In a first possible implementation manner, with reference to the multi-angle simultaneous alignment method described in the second aspect, the step of: installing a plurality of polarizing wire grids in a differentiated mode, and comprising the sub-steps of:

independently mounting each polarization wire grid respectively;

setting a polarizing angle of each polarizing wire grid;

a rotating device is mounted on each of the polarizing wire grids.

In combination with the multi-angle simultaneous alignment method according to the second aspect, in a second possible implementation manner, the step of: installing a plurality of polarizing wire grids in a differentiated mode, and comprising the sub-steps of:

installing the polarized light wire grids with the same deflection angle at one side, and installing the polarized light wire grids with different deflection angles at the other side;

fixedly mounting all the polarizing wire grids together;

first moving devices are installed at both sides of the polarizing wire grid.

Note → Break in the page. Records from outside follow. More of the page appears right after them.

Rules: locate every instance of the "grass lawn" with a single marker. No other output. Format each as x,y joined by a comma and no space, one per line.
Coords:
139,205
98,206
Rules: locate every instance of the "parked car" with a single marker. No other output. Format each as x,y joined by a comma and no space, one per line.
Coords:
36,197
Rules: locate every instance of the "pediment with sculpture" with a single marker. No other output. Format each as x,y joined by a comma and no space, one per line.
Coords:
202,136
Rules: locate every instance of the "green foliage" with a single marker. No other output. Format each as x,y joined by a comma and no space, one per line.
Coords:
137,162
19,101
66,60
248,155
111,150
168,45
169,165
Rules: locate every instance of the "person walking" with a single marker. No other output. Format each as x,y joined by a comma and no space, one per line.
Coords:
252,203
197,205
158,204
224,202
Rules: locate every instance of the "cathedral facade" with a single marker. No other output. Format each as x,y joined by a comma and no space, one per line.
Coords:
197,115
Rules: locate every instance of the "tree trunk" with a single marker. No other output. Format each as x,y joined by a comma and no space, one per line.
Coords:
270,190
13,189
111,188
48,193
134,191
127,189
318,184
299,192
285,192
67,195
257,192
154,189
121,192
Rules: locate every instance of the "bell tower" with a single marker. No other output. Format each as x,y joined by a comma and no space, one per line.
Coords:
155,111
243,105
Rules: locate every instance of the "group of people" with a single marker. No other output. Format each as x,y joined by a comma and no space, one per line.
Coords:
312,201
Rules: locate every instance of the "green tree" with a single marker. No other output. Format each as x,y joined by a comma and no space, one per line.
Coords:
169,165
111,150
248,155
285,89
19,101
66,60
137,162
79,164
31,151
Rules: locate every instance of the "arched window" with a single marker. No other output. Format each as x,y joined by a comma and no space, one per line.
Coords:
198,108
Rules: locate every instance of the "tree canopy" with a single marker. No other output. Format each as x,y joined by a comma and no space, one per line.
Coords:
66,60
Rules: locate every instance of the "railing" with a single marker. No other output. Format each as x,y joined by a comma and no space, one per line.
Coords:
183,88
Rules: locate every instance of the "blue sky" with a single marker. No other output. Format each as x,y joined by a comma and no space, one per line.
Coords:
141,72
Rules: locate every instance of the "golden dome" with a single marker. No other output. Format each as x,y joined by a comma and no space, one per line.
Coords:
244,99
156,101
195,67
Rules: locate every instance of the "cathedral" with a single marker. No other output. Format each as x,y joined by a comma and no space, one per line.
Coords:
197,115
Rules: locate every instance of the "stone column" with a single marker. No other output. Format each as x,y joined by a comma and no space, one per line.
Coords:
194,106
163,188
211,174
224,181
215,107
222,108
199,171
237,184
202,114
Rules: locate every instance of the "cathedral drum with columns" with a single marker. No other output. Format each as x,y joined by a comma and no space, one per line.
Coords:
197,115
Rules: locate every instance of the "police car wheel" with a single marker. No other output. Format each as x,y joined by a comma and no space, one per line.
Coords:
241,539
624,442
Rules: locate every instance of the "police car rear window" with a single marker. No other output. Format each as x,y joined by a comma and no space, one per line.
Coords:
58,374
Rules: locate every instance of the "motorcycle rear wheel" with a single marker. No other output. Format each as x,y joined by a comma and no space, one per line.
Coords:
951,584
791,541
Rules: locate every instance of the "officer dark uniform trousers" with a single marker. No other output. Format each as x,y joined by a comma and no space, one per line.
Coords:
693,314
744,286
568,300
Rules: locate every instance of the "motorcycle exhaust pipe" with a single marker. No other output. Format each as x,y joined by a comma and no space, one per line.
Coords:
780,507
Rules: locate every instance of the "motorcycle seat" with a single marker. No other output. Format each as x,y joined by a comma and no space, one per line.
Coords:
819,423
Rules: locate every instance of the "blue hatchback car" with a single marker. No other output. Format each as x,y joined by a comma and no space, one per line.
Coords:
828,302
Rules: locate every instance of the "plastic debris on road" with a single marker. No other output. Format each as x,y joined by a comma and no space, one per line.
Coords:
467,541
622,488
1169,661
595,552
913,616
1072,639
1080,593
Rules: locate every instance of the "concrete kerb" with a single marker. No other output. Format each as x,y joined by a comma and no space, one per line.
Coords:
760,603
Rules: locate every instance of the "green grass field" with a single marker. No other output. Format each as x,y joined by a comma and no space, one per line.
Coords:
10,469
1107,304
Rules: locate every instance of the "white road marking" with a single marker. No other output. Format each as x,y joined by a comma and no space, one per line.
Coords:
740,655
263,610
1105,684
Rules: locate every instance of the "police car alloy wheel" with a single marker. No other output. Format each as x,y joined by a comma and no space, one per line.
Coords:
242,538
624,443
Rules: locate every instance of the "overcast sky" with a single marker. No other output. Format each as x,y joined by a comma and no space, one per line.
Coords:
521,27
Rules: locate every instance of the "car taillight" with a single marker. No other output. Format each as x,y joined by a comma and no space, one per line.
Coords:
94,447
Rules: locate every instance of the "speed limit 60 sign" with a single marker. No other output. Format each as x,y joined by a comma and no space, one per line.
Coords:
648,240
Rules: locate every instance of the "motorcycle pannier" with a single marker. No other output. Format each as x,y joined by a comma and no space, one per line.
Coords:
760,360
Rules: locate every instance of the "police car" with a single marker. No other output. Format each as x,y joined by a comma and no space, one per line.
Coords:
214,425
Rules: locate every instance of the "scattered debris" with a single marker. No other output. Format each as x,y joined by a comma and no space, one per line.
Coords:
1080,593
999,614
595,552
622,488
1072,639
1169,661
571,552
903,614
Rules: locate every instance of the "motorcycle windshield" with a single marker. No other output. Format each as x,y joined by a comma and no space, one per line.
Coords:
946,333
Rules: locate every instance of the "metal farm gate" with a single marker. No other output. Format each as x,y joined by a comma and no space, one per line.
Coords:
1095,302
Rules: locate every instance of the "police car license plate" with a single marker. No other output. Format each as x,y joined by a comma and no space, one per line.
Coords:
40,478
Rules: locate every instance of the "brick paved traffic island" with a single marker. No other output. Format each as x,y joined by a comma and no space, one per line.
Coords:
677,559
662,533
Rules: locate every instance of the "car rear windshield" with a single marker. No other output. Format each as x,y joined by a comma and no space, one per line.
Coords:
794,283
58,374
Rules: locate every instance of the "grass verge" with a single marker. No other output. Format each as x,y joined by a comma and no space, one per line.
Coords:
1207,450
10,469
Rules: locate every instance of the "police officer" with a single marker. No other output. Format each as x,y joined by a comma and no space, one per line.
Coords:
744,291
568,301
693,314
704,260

In combination with the multi-angle simultaneous alignment method according to the second aspect, in a third possible embodiment, the method includes: installing a plurality of polarizing wire grids in a differentiated mode, and comprising the sub-steps of:

fixedly mounting all the polarizing wire grids together;

a second moving device is mounted on the glass substrate.

By implementing the multi-angle simultaneous alignment device and the method, each polarized light wire grid is installed in a differentiated mode, a rotating device is installed on each polarized light wire grid, or a moving device is installed on the whole structure of the polarized light wire grid, or a moving device is installed on a glass substrate, when the alignment of the panel alignment film on the glass substrate is carried out, the polarizing angle of the polarized light wire grid is changed or the polarized light wire grid and the glass substrate are moved according to needs, the alignment of the alignment films with different alignment angles is realized, and the utilization rate of the glass substrate is improved.

Drawings

In order to more clearly illustrate the technical solutions in the embodiments of the present invention, the drawings needed to be used in the description of the embodiments will be briefly introduced below, and it is obvious that the drawings in the following description are only some embodiments of the present invention, and it is obvious for those skilled in the art to obtain other drawings based on these drawings without creative efforts.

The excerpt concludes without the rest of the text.